We are sick. And the problem is not the tv, or your smartphone, or a good book. Don’t confuse the sickness and the symptoms. The symptoms are all the things that we use to drown out God. The sickness is that our human hearts are broken down and in need of repair. We would rather be divided, we would rather hand over our money to the hired hands. The real sickness is that we choose to listen for other voices. The sickness is that we would rather listen for the hired hands. We have become so used to the voices of hurt, and fear, and blame that our ears are unaccustomed to the voice of love. The sickness is our sin.
But rather than pointing what is wrong all the time, rather than suffering from my own criticism, I want to give a positive vision for what could be better. Or, as Jesus puts it, what could be good. As we continue our 2021 – Year of Prayer here at Holy Comforter, I ask you to recommit to your life of prayer. Prayer is not only telling God what we want – it’s mostly about listening to God. Prayer is taking the time to stop, to be silent, and to hear that voice of the good shepherd calling you. Prayer is being by yourself and with others to open your ears to God. Even when all the other voices are drowning God out, we must have the courage to listen and to listen deeply. Throwing away your tv may help you grow closer to God, or it may not. But listening for the Holy Spirit most definitely will.

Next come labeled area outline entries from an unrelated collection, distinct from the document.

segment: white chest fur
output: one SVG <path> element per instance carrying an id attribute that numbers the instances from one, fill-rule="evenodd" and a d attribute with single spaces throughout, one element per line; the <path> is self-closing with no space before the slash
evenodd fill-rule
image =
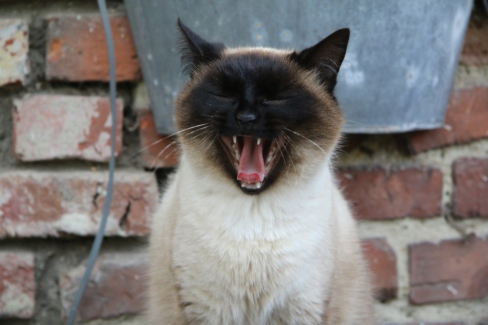
<path id="1" fill-rule="evenodd" d="M 185 179 L 192 168 L 181 166 L 172 189 L 179 201 L 172 269 L 187 320 L 318 323 L 334 261 L 328 165 L 308 184 L 257 196 L 209 177 L 204 187 L 183 186 L 194 182 Z"/>

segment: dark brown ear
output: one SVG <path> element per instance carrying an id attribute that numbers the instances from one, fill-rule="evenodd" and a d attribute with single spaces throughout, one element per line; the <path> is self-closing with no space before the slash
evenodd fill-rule
<path id="1" fill-rule="evenodd" d="M 294 52 L 290 59 L 307 70 L 315 70 L 327 90 L 332 92 L 337 74 L 346 55 L 349 39 L 349 28 L 335 31 L 311 47 Z"/>
<path id="2" fill-rule="evenodd" d="M 225 45 L 203 40 L 183 25 L 179 18 L 178 27 L 180 36 L 177 45 L 185 73 L 193 75 L 198 67 L 221 57 Z"/>

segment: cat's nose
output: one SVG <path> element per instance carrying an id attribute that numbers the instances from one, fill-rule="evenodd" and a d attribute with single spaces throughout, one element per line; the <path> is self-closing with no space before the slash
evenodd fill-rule
<path id="1" fill-rule="evenodd" d="M 237 122 L 241 123 L 248 123 L 254 122 L 257 119 L 257 116 L 255 113 L 245 110 L 243 111 L 238 112 L 236 114 L 236 119 Z"/>

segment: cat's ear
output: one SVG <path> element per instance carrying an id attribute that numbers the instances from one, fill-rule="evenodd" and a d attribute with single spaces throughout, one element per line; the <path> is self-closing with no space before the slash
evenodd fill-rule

I don’t know what this means for your specific spiritual practices. But I do know this – what the Lord God is speaking to us is good, and beautiful, and noble. And that is the way you can discern which voices to listen to and which voices to mute. When you are being bombarded by so much noise from so many voices, ask yourself – “is this voice speaking beauty? Is this voice saying good things? Is this voice calling me to be or to do something noble?” That is what you ought to follow. Be careful about those voices that are just trying to sell you something, be careful about those voices that numb your mind. Be wary of the voices that stir up anger inside of you, that are inciting you to rage. Do not let the sin-sick world claim you. Let those voices pass by and listen for God.
And then you’ll find something awfully refreshing, and maybe surprising. Jesus is speaking to you all the time. Jesus is speaking even more than the constant drone of the television and the endless internet. The Holy Spirit is speaking to you through the mouths of other people, the Spirit is speaking to you through the holy scriptures. The Lord God is speaking to you through the beauty of the world and through the wonder of life (Book of Common Prayer, 836). We also know this about God – God is ubiquitous. Don’t blame anybody else for your inability to listen. We can all listen if only we open our ears. Jesus may not have the loudest voice, but what he says will be good.